In the system of GC-OTC/FID (Gas chromatography-Open Tubular Column/Flame Ionization Detector), DMSO (Dimethyl sulfide) solvent was used to separate the polar solvents (Alcohols). In this system DMSO was eluted later than the separated polar solvents.

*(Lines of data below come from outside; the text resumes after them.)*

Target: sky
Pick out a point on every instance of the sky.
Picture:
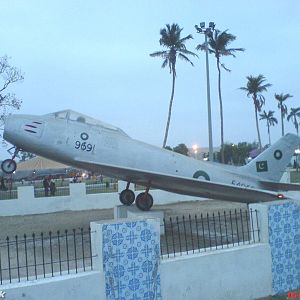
(93, 57)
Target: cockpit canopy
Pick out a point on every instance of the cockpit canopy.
(71, 115)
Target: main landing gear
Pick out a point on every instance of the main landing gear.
(8, 166)
(143, 201)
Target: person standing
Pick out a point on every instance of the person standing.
(46, 186)
(52, 188)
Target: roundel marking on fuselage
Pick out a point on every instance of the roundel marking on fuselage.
(84, 136)
(277, 154)
(201, 173)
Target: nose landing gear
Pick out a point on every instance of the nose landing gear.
(127, 196)
(8, 166)
(144, 201)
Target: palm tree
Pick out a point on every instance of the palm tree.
(283, 109)
(171, 39)
(217, 44)
(255, 86)
(271, 121)
(294, 114)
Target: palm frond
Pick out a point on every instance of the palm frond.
(185, 58)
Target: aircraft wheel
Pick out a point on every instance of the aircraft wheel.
(127, 197)
(8, 166)
(144, 201)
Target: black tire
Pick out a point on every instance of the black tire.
(144, 201)
(8, 166)
(127, 197)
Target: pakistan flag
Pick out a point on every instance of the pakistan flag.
(262, 166)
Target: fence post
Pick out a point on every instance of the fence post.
(97, 242)
(259, 224)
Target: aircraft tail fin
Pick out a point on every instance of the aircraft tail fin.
(271, 163)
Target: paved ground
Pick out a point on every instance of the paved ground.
(18, 225)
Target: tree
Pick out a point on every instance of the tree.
(293, 115)
(254, 88)
(217, 44)
(171, 39)
(182, 149)
(271, 121)
(283, 109)
(8, 100)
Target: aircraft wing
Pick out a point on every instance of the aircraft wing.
(278, 186)
(182, 185)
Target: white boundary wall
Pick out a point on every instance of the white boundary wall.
(27, 204)
(242, 272)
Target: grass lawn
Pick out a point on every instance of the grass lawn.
(281, 297)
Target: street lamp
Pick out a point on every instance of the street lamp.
(207, 31)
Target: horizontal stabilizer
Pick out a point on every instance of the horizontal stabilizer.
(278, 186)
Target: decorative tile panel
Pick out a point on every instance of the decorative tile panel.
(131, 254)
(284, 238)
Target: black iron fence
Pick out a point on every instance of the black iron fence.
(8, 194)
(45, 255)
(195, 234)
(58, 191)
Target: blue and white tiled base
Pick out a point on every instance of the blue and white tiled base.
(284, 238)
(131, 254)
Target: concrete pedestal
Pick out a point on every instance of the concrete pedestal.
(132, 212)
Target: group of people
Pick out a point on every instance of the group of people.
(49, 186)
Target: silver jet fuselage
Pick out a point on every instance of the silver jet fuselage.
(65, 140)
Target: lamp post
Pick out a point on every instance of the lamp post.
(207, 31)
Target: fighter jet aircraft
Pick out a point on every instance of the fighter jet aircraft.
(83, 142)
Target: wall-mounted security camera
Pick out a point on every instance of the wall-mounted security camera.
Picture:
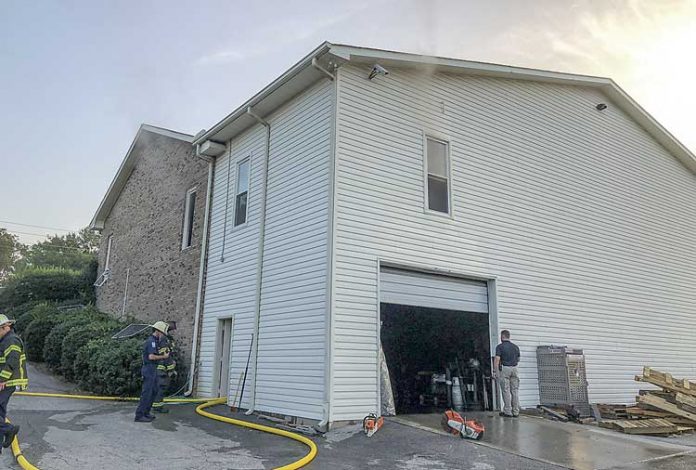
(378, 70)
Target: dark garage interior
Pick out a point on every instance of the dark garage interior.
(437, 359)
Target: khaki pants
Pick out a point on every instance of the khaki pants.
(510, 386)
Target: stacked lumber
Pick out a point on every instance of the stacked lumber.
(667, 411)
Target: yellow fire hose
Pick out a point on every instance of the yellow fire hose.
(204, 403)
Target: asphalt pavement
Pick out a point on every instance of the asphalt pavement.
(66, 434)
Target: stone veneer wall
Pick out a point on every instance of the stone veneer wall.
(147, 223)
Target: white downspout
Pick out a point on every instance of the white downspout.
(259, 266)
(331, 239)
(201, 273)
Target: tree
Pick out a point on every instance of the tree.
(72, 251)
(8, 252)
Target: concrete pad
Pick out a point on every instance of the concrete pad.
(566, 444)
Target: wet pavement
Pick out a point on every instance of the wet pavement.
(570, 445)
(61, 434)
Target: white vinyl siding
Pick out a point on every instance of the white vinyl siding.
(437, 175)
(292, 330)
(587, 223)
(230, 289)
(294, 301)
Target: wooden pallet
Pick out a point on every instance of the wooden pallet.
(612, 411)
(667, 382)
(641, 426)
(664, 405)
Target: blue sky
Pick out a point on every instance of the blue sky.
(78, 77)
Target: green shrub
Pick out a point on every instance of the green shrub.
(19, 310)
(38, 311)
(53, 348)
(76, 338)
(36, 333)
(81, 365)
(52, 284)
(116, 367)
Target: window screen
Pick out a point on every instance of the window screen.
(189, 210)
(438, 175)
(241, 197)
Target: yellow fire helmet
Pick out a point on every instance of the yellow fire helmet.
(161, 326)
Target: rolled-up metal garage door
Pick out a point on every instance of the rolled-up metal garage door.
(430, 290)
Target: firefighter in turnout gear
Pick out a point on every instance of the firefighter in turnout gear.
(13, 374)
(150, 380)
(166, 369)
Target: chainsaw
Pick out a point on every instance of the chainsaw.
(453, 422)
(372, 424)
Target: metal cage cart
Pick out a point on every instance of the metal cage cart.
(563, 378)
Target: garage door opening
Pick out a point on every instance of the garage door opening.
(437, 359)
(436, 338)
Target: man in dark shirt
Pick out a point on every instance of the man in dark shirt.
(149, 372)
(507, 355)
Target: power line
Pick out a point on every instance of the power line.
(26, 233)
(37, 226)
(54, 247)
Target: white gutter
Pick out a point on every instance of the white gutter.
(201, 272)
(259, 265)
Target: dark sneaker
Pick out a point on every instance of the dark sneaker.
(9, 436)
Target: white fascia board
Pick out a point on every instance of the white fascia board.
(366, 55)
(124, 171)
(263, 94)
(166, 132)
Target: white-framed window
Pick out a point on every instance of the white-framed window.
(437, 175)
(189, 213)
(241, 196)
(107, 260)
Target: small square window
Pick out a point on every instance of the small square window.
(437, 164)
(189, 212)
(242, 194)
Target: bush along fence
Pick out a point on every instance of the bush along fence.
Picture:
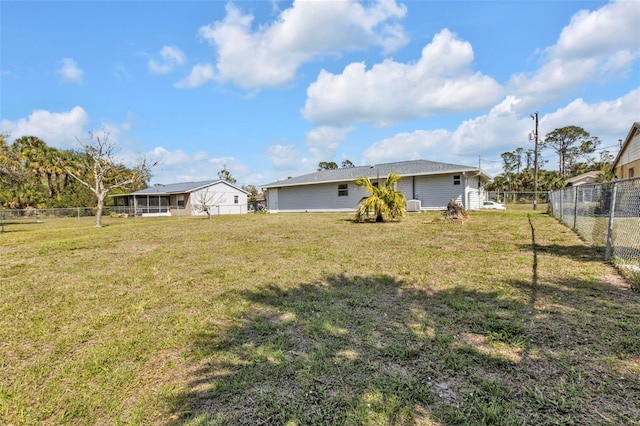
(607, 216)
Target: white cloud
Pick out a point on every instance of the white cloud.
(284, 156)
(171, 58)
(441, 81)
(504, 129)
(608, 120)
(69, 71)
(594, 45)
(486, 136)
(57, 129)
(200, 74)
(323, 141)
(420, 144)
(270, 55)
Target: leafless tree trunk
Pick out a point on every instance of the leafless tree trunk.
(102, 173)
(207, 200)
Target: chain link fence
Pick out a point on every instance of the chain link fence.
(607, 216)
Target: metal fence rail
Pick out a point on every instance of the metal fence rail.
(606, 215)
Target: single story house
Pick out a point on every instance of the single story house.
(627, 162)
(427, 185)
(583, 179)
(209, 197)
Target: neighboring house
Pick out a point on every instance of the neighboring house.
(427, 185)
(214, 197)
(627, 163)
(589, 177)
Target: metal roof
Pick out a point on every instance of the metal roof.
(180, 188)
(403, 168)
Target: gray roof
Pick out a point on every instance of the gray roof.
(180, 188)
(403, 168)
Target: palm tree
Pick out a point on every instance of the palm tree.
(384, 203)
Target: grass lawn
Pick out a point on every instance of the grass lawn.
(312, 319)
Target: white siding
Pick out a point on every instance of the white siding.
(632, 150)
(220, 198)
(316, 198)
(435, 191)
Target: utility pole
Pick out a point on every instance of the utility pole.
(535, 161)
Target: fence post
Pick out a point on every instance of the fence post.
(607, 251)
(575, 208)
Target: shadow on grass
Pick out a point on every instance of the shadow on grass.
(375, 350)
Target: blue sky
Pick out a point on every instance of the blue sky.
(268, 89)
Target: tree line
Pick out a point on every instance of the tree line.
(575, 148)
(35, 175)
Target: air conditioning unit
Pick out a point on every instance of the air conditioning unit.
(413, 205)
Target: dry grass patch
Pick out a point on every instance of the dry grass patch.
(314, 319)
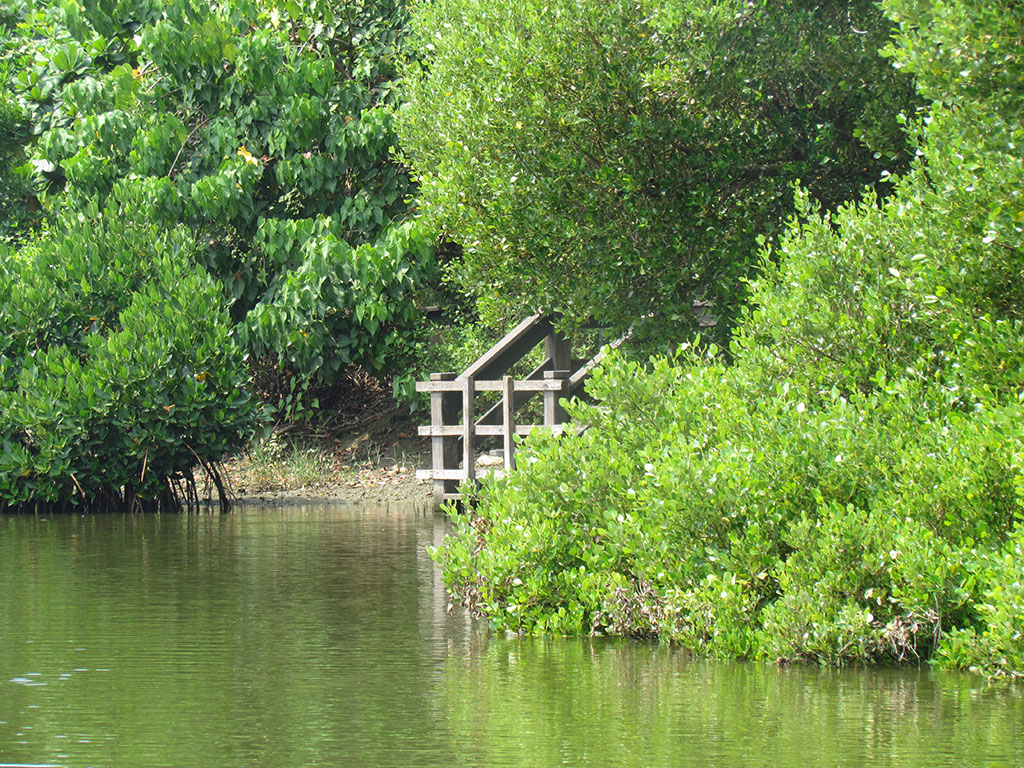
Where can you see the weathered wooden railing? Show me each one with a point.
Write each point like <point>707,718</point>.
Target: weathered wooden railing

At this system to calculate chromatographic factors [adjusted retention time ($t_R^{\prime}=t_R-t_O$), capacity factor{$k^{\prime}=(t_R-t_O)/t_O$} and separation factor {${\alpha}=(t_{R2}-t_O)/(t_{R1}-t_O)$}], dead time($t_O$) is necessary, but the method to calculate it has not been reported yet. Therefore, we have tried to develop $t_O$. To calculate $t_O$, we conversed DMSO retention time (DMSO $t_R$) to logarithm ($f(x)={\log}\;t_{R(DMSO)}{\rightarrow}t_O$, $t_O={\log}$ 9.551=0.980). To confirm the optimization of the developed method, we compared with $CH_4\;t_R$ and ${\ln}\;t_{R(DMSO)}$. Both of the values calculated by $CH_4\;t_R$ and ${\ln}\;t_{R(DMSO)}$ were not suitable in the calculation k' and ${\alpha}$. The developed method in this study{${\log}\;t_{R(DMSO)}$} has satisfied both of the values k' criteria (1${\alpha}(1<{\alpha}<2)$. The developed calculation method in this study was easy and convenient, therefore it can be expected to be applied to these similar systems.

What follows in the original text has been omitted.